Sabato scorso, 29 ottobre, questo luogo è stato oggetto di un’irruzione di 200 poliziotti in assetto antisommossa per sgomberare quasi 2000 giovani arrivati da tutta Italia per un rave “abusivo”. Si è scatenato un inferno, una ragazza di 22 anni è tutt’ora in coma farmacologico “perché caduta a causa di un malore”, 50 feriti, 40 fermati, un cane ammazzato a manganellate, distruzione, panico, rabbia. È stata l’amministrazione comunale di Cusago a dare l’allarme, già la mattina di sabato: “Si è palesata una situazione d’emergenza e di pericolo per l’ordine pubblico che ha richiesto anche l’intervento di questore e prefetto. Si è deciso quindi di chiudere il Viale Europa per impedire l’accesso all’area con mezzi propri e per contenere il fenomeno in un’area circoscritta. L’Amministrazione comunale di Cusago ringrazia il Comune di Trezzano per aver prontamente chiuso anche il proprio accesso, scusandosi con le attività commerciali che hanno subito un danno per tale chiusura, che era però inevitabile”[1].
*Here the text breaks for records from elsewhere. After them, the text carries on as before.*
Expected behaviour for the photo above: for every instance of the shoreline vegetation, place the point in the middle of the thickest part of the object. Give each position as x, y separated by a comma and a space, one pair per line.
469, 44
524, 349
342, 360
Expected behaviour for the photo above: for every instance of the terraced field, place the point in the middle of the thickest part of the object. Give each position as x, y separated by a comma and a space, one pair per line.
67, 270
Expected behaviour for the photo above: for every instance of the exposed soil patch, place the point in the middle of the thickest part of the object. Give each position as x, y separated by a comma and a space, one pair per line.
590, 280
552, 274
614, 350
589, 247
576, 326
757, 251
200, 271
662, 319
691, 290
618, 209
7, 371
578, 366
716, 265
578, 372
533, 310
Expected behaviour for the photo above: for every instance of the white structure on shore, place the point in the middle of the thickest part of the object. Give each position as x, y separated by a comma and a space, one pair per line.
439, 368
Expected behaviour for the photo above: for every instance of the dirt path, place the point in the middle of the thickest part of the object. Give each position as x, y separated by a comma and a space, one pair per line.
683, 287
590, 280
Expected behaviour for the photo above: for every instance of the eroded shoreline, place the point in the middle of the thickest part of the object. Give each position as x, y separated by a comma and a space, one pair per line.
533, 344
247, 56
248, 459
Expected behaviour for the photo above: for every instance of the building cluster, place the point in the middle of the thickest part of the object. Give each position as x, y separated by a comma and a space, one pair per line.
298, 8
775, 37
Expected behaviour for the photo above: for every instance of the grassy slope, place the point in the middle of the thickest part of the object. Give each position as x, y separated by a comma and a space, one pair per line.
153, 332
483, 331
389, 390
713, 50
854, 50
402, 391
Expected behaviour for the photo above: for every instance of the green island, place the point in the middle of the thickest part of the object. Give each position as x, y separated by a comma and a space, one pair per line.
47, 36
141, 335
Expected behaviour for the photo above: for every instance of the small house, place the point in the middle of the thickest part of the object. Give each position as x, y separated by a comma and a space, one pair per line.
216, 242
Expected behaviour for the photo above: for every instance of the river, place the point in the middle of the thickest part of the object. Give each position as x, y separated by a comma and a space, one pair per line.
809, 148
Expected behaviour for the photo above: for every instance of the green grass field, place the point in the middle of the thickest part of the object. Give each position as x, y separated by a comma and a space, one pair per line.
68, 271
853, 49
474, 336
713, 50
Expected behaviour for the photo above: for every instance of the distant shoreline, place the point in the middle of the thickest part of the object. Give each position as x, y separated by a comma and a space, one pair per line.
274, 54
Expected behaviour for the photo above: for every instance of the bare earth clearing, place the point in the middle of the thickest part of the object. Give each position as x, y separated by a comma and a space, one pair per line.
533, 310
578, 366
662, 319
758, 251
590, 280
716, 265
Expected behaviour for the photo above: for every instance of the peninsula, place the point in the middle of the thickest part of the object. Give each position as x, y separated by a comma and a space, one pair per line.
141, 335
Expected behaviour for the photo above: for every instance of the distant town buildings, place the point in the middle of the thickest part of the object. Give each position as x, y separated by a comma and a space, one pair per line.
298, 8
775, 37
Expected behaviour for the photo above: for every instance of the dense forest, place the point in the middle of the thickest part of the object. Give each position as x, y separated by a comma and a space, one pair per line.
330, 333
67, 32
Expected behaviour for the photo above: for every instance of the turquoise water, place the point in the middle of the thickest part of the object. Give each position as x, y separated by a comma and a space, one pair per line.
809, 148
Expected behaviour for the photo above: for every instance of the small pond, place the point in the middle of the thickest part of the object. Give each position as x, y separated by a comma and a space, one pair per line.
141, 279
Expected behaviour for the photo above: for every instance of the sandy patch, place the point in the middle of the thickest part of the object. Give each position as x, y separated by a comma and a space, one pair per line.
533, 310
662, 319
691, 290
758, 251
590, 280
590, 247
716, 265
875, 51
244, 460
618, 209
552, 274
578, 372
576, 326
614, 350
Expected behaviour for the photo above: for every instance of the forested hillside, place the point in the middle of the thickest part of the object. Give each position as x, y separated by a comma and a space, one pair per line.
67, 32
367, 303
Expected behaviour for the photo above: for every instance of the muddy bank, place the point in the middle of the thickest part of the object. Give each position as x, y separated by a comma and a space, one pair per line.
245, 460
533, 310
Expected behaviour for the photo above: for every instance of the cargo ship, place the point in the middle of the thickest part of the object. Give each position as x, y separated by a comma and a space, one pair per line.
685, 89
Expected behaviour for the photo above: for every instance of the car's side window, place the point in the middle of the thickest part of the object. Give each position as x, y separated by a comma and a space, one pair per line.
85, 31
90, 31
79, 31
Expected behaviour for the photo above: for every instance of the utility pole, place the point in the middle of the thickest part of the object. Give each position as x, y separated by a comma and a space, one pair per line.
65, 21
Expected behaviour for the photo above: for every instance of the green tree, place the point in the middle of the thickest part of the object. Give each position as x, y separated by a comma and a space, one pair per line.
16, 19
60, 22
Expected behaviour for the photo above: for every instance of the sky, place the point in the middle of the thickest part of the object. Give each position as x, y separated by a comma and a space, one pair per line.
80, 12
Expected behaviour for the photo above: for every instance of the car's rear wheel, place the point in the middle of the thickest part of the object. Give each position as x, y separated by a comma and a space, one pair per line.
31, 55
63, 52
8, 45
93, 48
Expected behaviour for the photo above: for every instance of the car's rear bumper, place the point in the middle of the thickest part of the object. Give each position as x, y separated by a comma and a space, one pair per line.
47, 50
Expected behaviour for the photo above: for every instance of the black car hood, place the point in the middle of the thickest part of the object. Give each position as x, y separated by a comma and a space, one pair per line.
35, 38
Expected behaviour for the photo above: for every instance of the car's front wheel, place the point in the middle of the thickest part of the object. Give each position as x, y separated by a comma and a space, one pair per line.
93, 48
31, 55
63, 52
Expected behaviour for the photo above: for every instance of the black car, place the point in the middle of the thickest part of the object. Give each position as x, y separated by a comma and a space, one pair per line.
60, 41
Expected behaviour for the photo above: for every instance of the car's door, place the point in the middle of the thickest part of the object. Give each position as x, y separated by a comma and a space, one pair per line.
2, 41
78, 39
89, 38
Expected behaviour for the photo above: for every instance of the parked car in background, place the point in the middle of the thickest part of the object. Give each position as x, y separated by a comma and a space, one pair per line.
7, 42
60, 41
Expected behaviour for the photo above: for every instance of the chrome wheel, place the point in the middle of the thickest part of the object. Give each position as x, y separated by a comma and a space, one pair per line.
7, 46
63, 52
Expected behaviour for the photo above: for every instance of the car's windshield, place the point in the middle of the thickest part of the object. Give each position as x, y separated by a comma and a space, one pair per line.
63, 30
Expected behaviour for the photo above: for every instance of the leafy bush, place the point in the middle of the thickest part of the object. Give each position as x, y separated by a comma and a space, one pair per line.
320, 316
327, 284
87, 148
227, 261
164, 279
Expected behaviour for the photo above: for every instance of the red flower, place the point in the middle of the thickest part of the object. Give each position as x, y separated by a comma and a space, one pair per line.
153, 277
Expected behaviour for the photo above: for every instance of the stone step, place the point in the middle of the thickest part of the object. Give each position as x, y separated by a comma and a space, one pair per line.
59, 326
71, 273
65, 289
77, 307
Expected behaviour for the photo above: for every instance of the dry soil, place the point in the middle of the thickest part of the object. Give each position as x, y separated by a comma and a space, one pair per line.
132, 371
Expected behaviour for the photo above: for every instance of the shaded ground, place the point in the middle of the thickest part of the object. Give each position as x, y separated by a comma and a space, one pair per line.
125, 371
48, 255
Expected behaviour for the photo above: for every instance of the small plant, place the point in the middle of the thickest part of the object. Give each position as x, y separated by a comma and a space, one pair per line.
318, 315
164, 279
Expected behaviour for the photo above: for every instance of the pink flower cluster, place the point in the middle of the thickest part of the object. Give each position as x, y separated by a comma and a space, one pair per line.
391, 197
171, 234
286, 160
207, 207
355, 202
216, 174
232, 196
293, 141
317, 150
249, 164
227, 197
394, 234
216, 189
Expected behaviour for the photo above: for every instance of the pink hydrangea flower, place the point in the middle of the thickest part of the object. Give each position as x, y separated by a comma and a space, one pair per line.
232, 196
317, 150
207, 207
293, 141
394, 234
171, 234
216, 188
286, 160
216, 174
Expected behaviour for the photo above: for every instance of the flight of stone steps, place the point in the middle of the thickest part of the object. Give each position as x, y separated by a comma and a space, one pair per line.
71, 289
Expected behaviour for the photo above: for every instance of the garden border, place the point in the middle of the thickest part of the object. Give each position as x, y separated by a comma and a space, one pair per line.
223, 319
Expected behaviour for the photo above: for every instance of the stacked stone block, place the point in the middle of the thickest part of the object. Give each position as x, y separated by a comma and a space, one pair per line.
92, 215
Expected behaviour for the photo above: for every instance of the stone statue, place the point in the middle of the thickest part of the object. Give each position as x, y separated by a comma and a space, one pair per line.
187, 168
Tra gli organizzatori della festa, gli Hazard Unitz hanno raccontato in rete, in un report, il loro arrivo sul posto, alle 11 del mattino: fanno un sopralluogo e scaricano le loro cose, vogliono festeggiare i 10 anni dalla fondazione della crew. Nasce quella che, in gergo, viene chiamata “Taz”, cioè Temporary autonomous zone, Zona temporaneamente autonoma: “Un posto in disuso che rivive, dove l’accesso è gratis e tutti si divertono nel rispetto degli altri”.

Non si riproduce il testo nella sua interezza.